If you can't find Intel's Joule developer boards in your country, it's because shipments have been held up.
Intel's Joule 570x and 550x are powerful computer boards that can be built as a PC, or be used to build robots, drones, or smart devices. But Intel is now seeking government certification so the boards can be cleared for shipment in those countries.
Joule shipments have currently been blocked in a number of countries, including Taiwan, Japan, and Israel, all of which have active technology markets where hobbyists design hardware.
Users that have ordered Joule boards from retailers abroad can't receive shipments in the blocked countries.
China is not listed on the page describing the blocked shipments, and Intel can ship and sell the device in Hong Kong.
Intel is currently going through the certification process in blocked countries, which may take some time. The Joule boards are on sale in countries like U.S. and Canada, where the certification process was quick.
Device makers have to get certifications from the U.S. Federal Communications Commission and other regulatory agencies before putting hardware on sale. Some of the certifications depend on the communications technologies and materials used to make the board.
Intel couldn't provide a specific date on when Joule shipments will start in other countries. However, as the boards are certified in countries, shipments will start. Intel will keep its website updated to signify where the Joule boards are available, a company spokesman said.

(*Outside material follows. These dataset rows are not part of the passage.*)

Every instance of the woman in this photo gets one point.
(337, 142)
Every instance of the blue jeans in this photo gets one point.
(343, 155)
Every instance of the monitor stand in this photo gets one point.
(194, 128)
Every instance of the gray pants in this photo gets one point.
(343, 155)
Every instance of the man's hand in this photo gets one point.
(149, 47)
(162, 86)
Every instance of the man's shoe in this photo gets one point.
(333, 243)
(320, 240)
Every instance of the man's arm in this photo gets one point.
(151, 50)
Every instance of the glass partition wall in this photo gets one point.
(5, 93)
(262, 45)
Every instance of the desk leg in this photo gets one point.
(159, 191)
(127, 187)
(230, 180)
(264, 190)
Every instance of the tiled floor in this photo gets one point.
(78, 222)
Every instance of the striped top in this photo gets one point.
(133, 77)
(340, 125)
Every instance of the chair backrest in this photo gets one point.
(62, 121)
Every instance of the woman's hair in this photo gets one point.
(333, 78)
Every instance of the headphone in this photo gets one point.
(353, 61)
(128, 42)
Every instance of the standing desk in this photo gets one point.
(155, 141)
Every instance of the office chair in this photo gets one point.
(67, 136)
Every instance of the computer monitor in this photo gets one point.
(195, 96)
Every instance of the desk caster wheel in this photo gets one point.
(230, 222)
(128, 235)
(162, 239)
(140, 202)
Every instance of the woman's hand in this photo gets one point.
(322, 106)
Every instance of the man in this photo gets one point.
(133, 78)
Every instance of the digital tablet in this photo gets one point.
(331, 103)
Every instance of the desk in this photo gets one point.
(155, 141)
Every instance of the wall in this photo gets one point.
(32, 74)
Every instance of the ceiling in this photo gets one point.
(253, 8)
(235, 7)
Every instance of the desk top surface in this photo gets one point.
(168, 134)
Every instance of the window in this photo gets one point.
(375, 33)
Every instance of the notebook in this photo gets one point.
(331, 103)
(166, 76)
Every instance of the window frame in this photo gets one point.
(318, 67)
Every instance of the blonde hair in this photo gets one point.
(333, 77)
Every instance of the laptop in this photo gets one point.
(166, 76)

Joule is similar to the Raspberry Pi 3 and targeted at hobbyists and device makers, but it is more powerful. It also has features not found on Raspberry Pi 3 like 4K video and 802.11ac Wi-Fi. The boards are based on Atom x86 processors.
The first Joule to go on sale was the 570x, back in August. It is priced at US $219 on Mouser. Recently, the 550x went on sale for $179. The boards can also be bought with development kits, but that costs more.